The opportunity to finance a project that will create meaningful social change is what attracted Jessica Sarowitz, founder and managing partner of 4S Bay Partners, a social impact investment firm based in Chicago, to provide the funding to make it a reality. As a woman of color, Sarowitz seeks out projects around the world that directly benefit people of color with much-needed facilities and resources.

She and her husband have set aside a billion dollars for initiatives that revitalize marginalized communities including converting a former convent into housing for at-risk college students in Philadelphia and establishing a foundation to make grants to communities in need. She says her firm’s investment in the Stocker Street Project is the first one of its kind.

“We look for projects that will contribute to changing structural racism and inequalities, as well as build a wealth-based ecosystem where all members of it can prosper.” Sarowitz said. “Stocker Street Creative will be an inclusive place where members of the local creative community can develop projects that tell their own stories authentically, and without diffusion.”
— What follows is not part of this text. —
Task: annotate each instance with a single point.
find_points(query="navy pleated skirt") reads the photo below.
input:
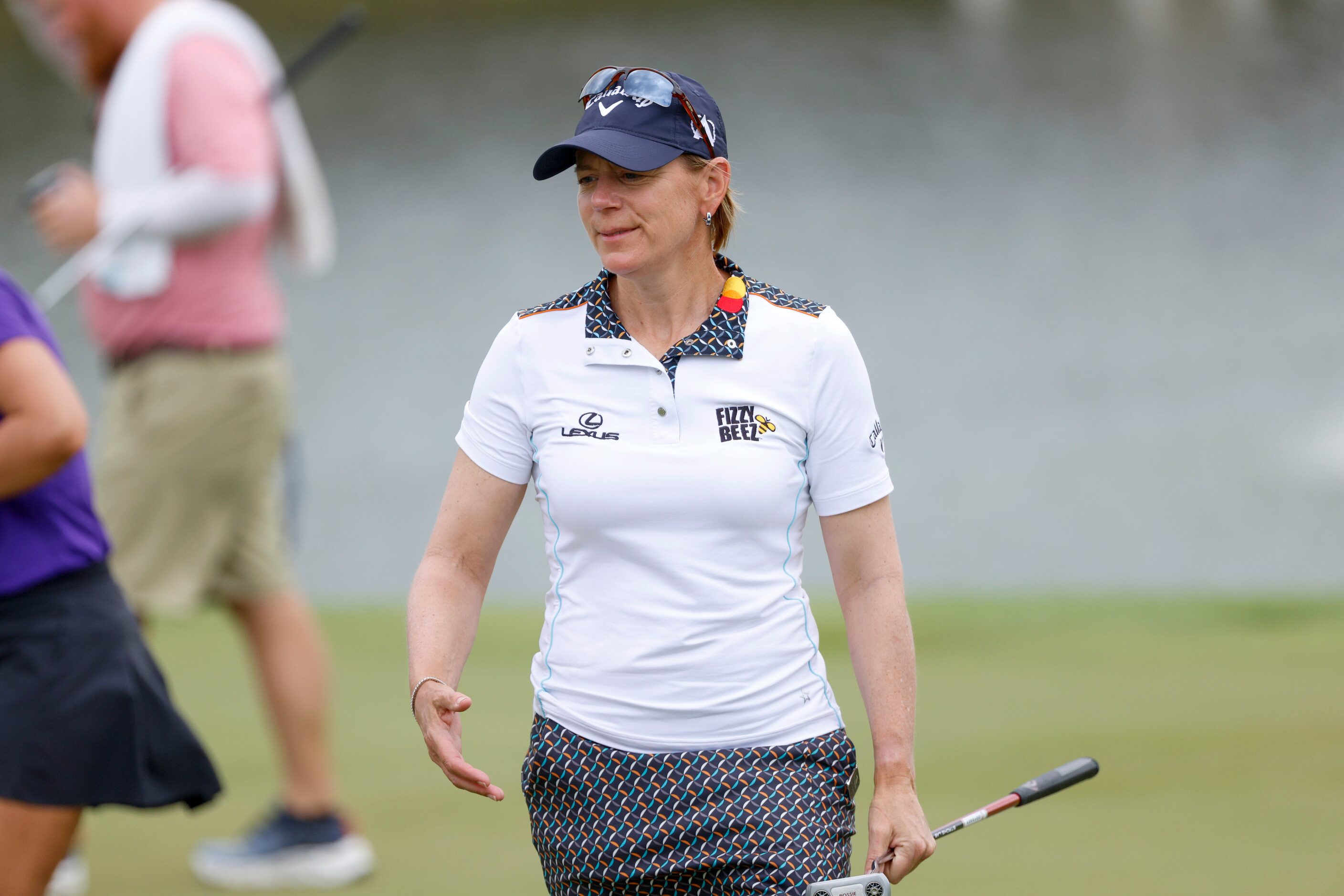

“The Crenshaw District is an amazing place with an important history of activism, entrepreneurship and creativity in Los Angeles,” Sarowitz added. “It has the people power, the brain power and the cultural richness that makes for a robust community. The Stocker Street Creative project will create a place for people of color to come together to tell important stories, stories that may not have otherwise been told.”

Gil Robertson, president of the African American Film Critics Association, agrees. He says his organization is collaborating with the Stocker Street development team because he supports their efforts to establish South L.A. as a part of the city’s entertainment eco-system.

“The Stocker Street Creative project has great potential to create opportunities for residents of South L.A. to be exposed to the many careers available to them in entertainment,” Robertson said.

That exposure and the career opportunities it creates for young talent is what attracted the Los Angeles Urban League to the project. The local Urban League chapter is also working with the development team to open doors for Black and brown youngsters in the entertainment industry.

“To succeed in a career in film, TV, music, or live events, there is no substitute for hands-on training and on-the-job experience with working professionals,” said Brian Williams, vice president and chief operating officer for the Los Angeles Urban League. “The Stocker Street project gives the Urban League a chance to give best-in-class training and career opportunities to young people who grew up in the shadow of Hollywood, but who otherwise wouldn’t have an entré to these lucrative backstage careers, Williams added.